Whilst I was in Pakistan last year it was very hot so we used to sit in the veranda looking out onto the yard. My daadi used to usually sit there too and I would sit on this wooden chair near to her. To someone else there was nothing special about this chair it was wooden and had a slight rocking movement to it. I loved it, the base was woven with bamboo and I would sit on it for hours on end whilst reading my book. I asked my daadi where the chair was from. She told me that it was extremely old and had been given to her by her parents as part of her dowry. She said I could take it if I wanted but even though I had fallen in love with it I declined. I couldn’t possibly take something of hers that had such sentimental value attached to it. It fills me with sadness to think that once I enter the front door of our house I’ll be able to see the chair and the manji, they will be sitting side by side in the veranda but without my daadi.
Some people complain about the overpowering presence of their grandparents, I could never have said the same. My daadi always made us feel comfortable and at home. And that’s why we loved her and being her presence. During our couple of visits to Pakistan, she was always awake before everyone sweeping the front yard or feeding the chicks. She liked being independent even during the end of her life, as she became quite ill she still refused to become dependent on anyone and would do everything for herself. I suppose I could take comfort in the fact that even till the end she was so strong and independent.
She was a strong and independent Pakistani woman. She had raised 7 children during tough times. My dada (grandfather) had died quite early on before I had been born. After his death my daadi continued to be the heart and soul of the family.
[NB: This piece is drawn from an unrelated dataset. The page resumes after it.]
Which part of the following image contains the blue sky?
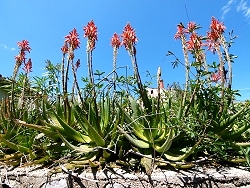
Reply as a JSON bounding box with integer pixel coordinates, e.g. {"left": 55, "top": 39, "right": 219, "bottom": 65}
{"left": 1, "top": 0, "right": 250, "bottom": 100}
My aunty once told me during the partition my daadi used to live next to a Sikh family. The area had a majority of Muslims and one day a group of people were out searching for the Sikhs. I never asked where the parents were but they had a little boy. My daadi took the boy and hid him in a basket. Subsequently the little boy was never found by those out for blood. I never got to personally ask my daadi about this and I wish I had. I wish I had asked her to tell us stories of her childhood and her early years. There’s so much we can learn and discover from our elders.
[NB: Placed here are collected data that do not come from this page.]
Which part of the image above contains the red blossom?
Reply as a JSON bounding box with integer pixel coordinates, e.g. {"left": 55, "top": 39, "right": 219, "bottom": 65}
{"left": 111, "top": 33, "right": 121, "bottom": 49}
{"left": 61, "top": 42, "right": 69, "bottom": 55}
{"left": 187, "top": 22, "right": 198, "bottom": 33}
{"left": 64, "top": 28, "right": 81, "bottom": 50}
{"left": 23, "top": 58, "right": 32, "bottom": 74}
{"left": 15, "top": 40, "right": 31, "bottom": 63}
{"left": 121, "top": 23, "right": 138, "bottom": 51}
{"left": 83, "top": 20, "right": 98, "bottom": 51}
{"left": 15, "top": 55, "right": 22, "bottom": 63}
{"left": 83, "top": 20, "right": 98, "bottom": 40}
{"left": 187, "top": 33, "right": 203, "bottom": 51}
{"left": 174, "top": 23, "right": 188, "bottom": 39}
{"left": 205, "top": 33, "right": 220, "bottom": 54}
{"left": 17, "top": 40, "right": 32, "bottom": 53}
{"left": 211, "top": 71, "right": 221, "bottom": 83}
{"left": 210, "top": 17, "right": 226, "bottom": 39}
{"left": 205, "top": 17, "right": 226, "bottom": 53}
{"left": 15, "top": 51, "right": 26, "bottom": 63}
My daadi always encouraged us to study. Even as girls she wanted us to become educated women, this meant a lot seeing as she was from a different generation of ideology in Pakistan. I know she would have been so proud to have seen her first grandchild graduate from university. But I guess I’ll never get the chance to show her that.
I am yet to find peace within myself, I realise it probably going to be a long journey; perhaps a journey which I have already begun. A good friend recently told me not to cry and focus more on praying. Surely I would want to meet her in the hereafter. In the end that is all that is left; prayer. I can pray that some day I will get to see her beautiful smile again inshaAllah. I can pray that I can reach a point in life where I can talk about her and smile and remember all the good times without the tears.
Following the death of my daadi, a couple of weeks later my little cousin came into the world. To remind us all that; every second a human being is born, taking their first breath . Although in another place somewhere else in the world someone is taking their last breath, its the cycle of life.
We never know if we will survive the year ahead of us, so we should simply Pray, Live, love & Laugh.